If people give any thought to what citizenship means in Cyprus it’s probably because they’re aware that the island has been divided since Turkey invaded in 1974 and took over a large section of the north — a split still policed by UN troops. Or they might focus on the large number of undocumented Middle Eastern and African migrants who try to use the island as a launching point into continental Europe.
What probably doesn’t come to mind is Cyprus’s leading role in selling passports to members of the global elite. Since the 2008 global financial crisis the island has joined the growing number of small countries that peddle their passports in the growing citizenship-by-investment market.
These countries — often island microstates with British colonial histories — offer citizenship to anyone who can afford prices ranging from around A$200,000 to A$1 million. You don’t necessarily need to visit the country whose citizenship you buy, let alone live there, but you’ll gain much easier access to the countries your new passport opens up for you. A passport for tiny Saint Kitts and Nevis, for example, entitles its holder to ninety-day visa-free access to Britain and the countries of the European Union — not a privilege available to many citizens outside the West.
As sociologist Kristin Surak observes in her new book, The Golden Passport: Global Mobility for Millionaires, citizenship was once an equaliser, neutralising some aspects of class inequality. Now that it’s for sale, it has become another fading feature of the twentieth-century nation-state and its mildly redistributive policies. Hypermobility and growing inequality have created a business that, while still very small, threatens to replace our current sense of citizenship and nationalism with a more elastic variety of belonging based on class.
Some of the island microstates that figure prominently in the citizenship-by-investment market have also used their sovereignty to attract offshore banking. But this is not what motivates people to buy a passport, says Surak: wealthy countries like Britain and Switzerland have more than enough tax loopholes to go around.
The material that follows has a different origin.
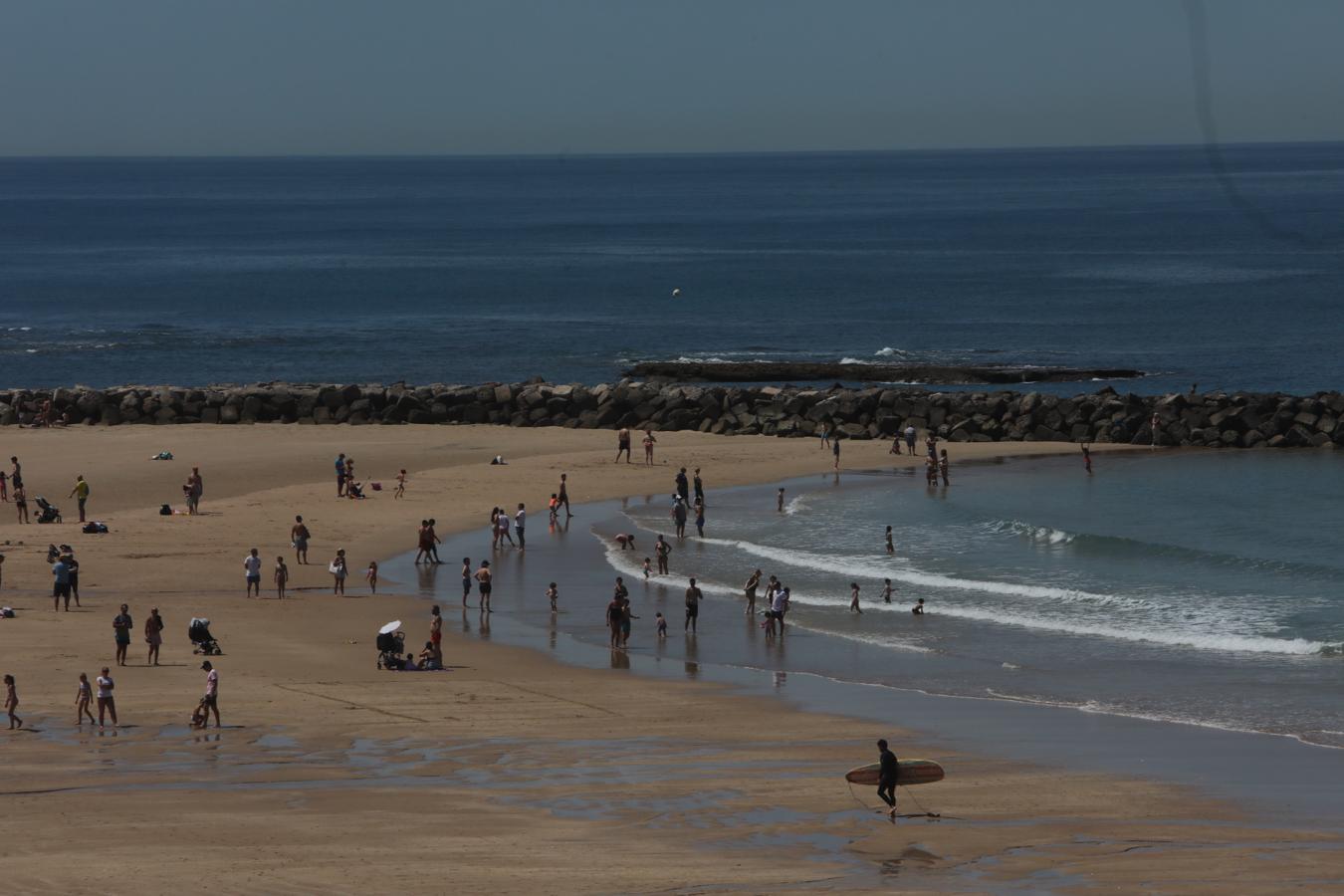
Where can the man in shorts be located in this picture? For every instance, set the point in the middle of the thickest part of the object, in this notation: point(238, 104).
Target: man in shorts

Rather, non-Western elites are driven by the disjuncture between their economic status and their national belonging. They are mostly the wealthy, but not uber-rich, of the Middle East, Central Asia, Russia and China. They have enough funds for a business class ticket but are hassled at passport control. They have places to go and people to see and are sick of waiting weeks for visas to the European Union, the United States or Australia.
Increasingly, these wealthy individuals buy citizenship in places like Saint Kitts, Antigua, Dominica and Saint Lucia in the Caribbean; Cyprus and Malta in Mediterranean Europe; Vanuatu in the Pacific; and, surprisingly, Turkey. Of course, they could invest for citizenship in the United States, Canada, Britain or Australia, but those countries’ programs cost US$1 million or more and require residency.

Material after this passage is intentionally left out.